Through the fall, through winter, until we stood at nascent spring, neither Jess nor I had any word from Kip. On one hand, it seemed extraordinary, it seemed unforgivable. On the other, Kip had proceeded only to do nothing more or less than what he indicated by proxy he would do. His telegram must have crossed her letter, and Jessica and I both thought that the only viable explanation for this prolonged silence was that he'd never received her news of the pregnancy. Still, it seemed inconceivable that Kip's mission could be so clandestine and his separation from the outside world so hermetic that he wouldn't be allowed by his superiors, whoever they were, to reply to his fiancée in light of the news he was going to become a father. Even the most obsessively secretive military administrator would see a way clear to allowing a man to respond to such tidings as that, we'd agreed, and back in early October Jessica had written again, and again there had been no reply. I took it upon myself to telephone some armed forces administration office—or should I say offices—in Washington and explained the situation to whoever would hear me, and while each of the people I spoke to was sympathetic and concerned, each with unerring obtuseness passed me along to someone else at one extension or another until I recognized that there was nothing whatsoever to be learned in this bureaucratic labyrinth. Even now, I don't think it was that they were purposely trying to keep us from finding out William Kip Calder's whereabouts; instead, I think it's possible the lower-level functionaries with whom I talked just didn't know the answers to my questions. And long ago I forgave myself for not pushing a little harder. It had occurred to me, of course, that the threat of legal action against them might have prompted some more lively assistance. I knew more than one law professor at school who was hostile toward the military and would have been all too eager to figure out a way to litigate, or at least cause them a little trouble.

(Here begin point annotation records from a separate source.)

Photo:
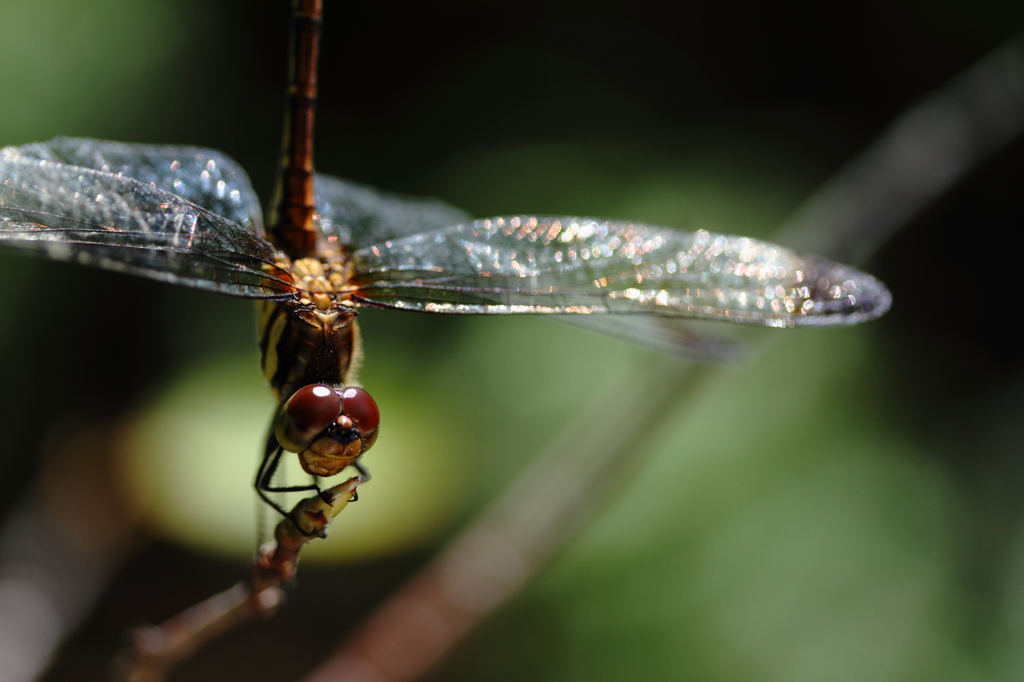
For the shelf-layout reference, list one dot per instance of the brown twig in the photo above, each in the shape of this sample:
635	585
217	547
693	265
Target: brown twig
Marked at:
155	649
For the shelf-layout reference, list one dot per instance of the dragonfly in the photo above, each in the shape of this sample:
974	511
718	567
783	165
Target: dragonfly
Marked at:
328	248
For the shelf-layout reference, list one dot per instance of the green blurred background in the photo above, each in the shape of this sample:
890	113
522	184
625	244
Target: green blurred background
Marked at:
845	507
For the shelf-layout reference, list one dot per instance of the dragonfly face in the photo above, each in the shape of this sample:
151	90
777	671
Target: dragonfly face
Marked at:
188	216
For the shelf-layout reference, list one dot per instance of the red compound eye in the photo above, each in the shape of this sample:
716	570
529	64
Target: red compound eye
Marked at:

But I held back. I was torn in two directions and rather than try to force matters one way or the other I thought it best to let fate seek its own resolve.

What was happening to me was that I was falling deeper in love, and now my love wasn't only for Jessica but for Ariel, too.

Paterfamilias. That had always been a rich word to me. Truth to tell, I found myself infatuated with the idea of family and the creation of this new home.

He started going, he said, and he kept going. And after the crash he found that rather than withdrawing or recoiling, he pushed even harder into his work there. Three- and four-flight days again became the norm for him, more hours above the earth than on it. When he was up in the air he was engaged, his spirits prospered and his intellect was keener than a needle. When he was back on the ground he mostly slept a deep, free sleep—no demons and no dragons. The only American there he felt a kinship with was an older guy who was from the Four Corners area, and also happened to be madder than a March hare.